La première similitude, c’est le fait qu’un certain nombre d’individus qui vivent parmi nous, qui sont installés sur notre territoire, sont désignés comme des indésirables. Et ces indésirables, on décide de s’en débarrasser en les mettant dehors. La deuxième similitude est commandée par la nature des choses : à partir du moment où l’on veut interpeller des suspects collectivement désignés, il n’y a pas beaucoup le choix. Les techniques existent. C’est la convocation piège dans les préfectures, qui était déjà pratiquée en 1942. C’est la rafle, l’arrestation massive. C’est l’interpellation des enfants dans les écoles. On a beau me dire que les deux situations n’ont aucun rapport, c’est quand même la première fois depuis les années 1940-1945 que des enfants sont interpellés dans des écoles. C’est l’interpellation des gens à leur domicile comme ça s’est produit à Amiens, avec les conséquences tragiques que l’on connaît. Techniquement parlant quand on veut interpeller des indésirables, il faut aller les chercher là où ils sont. Le fait que la police française se soit vue fixer des objectifs chiffrés en la matière, et sur lesquels les responsables sont jugés par leur hiérarchie, a pour conséquence que cette chasse prend des formes tout à fait spectaculaires.

Ce qui c’est passé à deux pas de votre journal, place de la République, l’année dernière, à l’occasion des Restaurants du cœur, où la police est venu interpeller une trentaine de sans-papiers après en avoir contrôlé bien davantage, c’est une rafle. J’ai ici le rapport de la Cimade, il y a une rubrique rafles et une liste de rafles vous est indiquée : liste des rafles et nombre de personnes placées en rétention recensées par la Cimade. Ce document est dans le domaine public, chacun peut le consulter. Et la Cimade, qui est experte en la matière puisqu’elle était déjà sur ce front en 1940-42, n’hésite en aucun cas à parler de rafles, je ne vois pas pourquoi je m’abstiendrais d’en parler.

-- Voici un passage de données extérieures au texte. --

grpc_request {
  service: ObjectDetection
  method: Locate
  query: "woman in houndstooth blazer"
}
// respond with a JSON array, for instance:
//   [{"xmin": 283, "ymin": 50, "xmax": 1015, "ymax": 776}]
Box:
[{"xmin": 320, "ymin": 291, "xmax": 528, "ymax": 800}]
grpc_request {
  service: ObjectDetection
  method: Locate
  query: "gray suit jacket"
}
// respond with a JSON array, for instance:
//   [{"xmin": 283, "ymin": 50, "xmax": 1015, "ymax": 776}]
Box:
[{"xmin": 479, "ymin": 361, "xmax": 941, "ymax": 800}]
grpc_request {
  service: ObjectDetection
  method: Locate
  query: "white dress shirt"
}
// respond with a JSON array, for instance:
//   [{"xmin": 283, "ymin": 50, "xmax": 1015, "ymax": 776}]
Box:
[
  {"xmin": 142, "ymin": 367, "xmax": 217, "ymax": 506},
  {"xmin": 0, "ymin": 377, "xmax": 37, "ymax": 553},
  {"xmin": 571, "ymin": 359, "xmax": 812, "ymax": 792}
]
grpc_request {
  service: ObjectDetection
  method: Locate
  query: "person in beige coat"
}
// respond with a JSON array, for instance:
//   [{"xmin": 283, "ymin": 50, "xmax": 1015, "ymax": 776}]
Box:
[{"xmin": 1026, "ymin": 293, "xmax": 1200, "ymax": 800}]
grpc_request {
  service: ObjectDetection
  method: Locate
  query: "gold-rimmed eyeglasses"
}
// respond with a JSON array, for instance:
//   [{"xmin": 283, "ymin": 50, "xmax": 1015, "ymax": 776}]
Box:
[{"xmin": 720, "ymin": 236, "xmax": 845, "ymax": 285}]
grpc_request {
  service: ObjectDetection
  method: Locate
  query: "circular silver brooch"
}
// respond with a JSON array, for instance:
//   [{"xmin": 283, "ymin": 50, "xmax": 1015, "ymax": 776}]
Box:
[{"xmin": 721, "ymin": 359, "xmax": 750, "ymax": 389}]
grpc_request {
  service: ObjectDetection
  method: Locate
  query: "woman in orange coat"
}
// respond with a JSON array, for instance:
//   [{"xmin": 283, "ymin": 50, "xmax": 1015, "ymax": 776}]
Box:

Les méthodes policières sont commandées par la nature des choses : c’est un problème technique. A partir du moment où vous voulez interpeller des gens qui n’ont pas commis de délit particulier, sauf celui d’être là, ou bien c’était celui d’être juif en 1942, vous allez les chercher là où ils sont, vous leur tendez des pièges pour les amener dans les préfectures, vous allez mettre des dispositifs policiers pour les interpeller dans les quartiers où ils habitent. Il faut savoir que cette année au métro Belleville, c’est pratiquement chaque semaine que les opérations de ce genre ont lieu. D’après ce que m’ont raconté les habitants du quartier, une semaine ce sont les Chinois, une autre semaine ce sont les Arabes, probablement en fonction des avions qu’il faut remplir, et ce sont des rafles qui sont ciblées sur des populations déterminées.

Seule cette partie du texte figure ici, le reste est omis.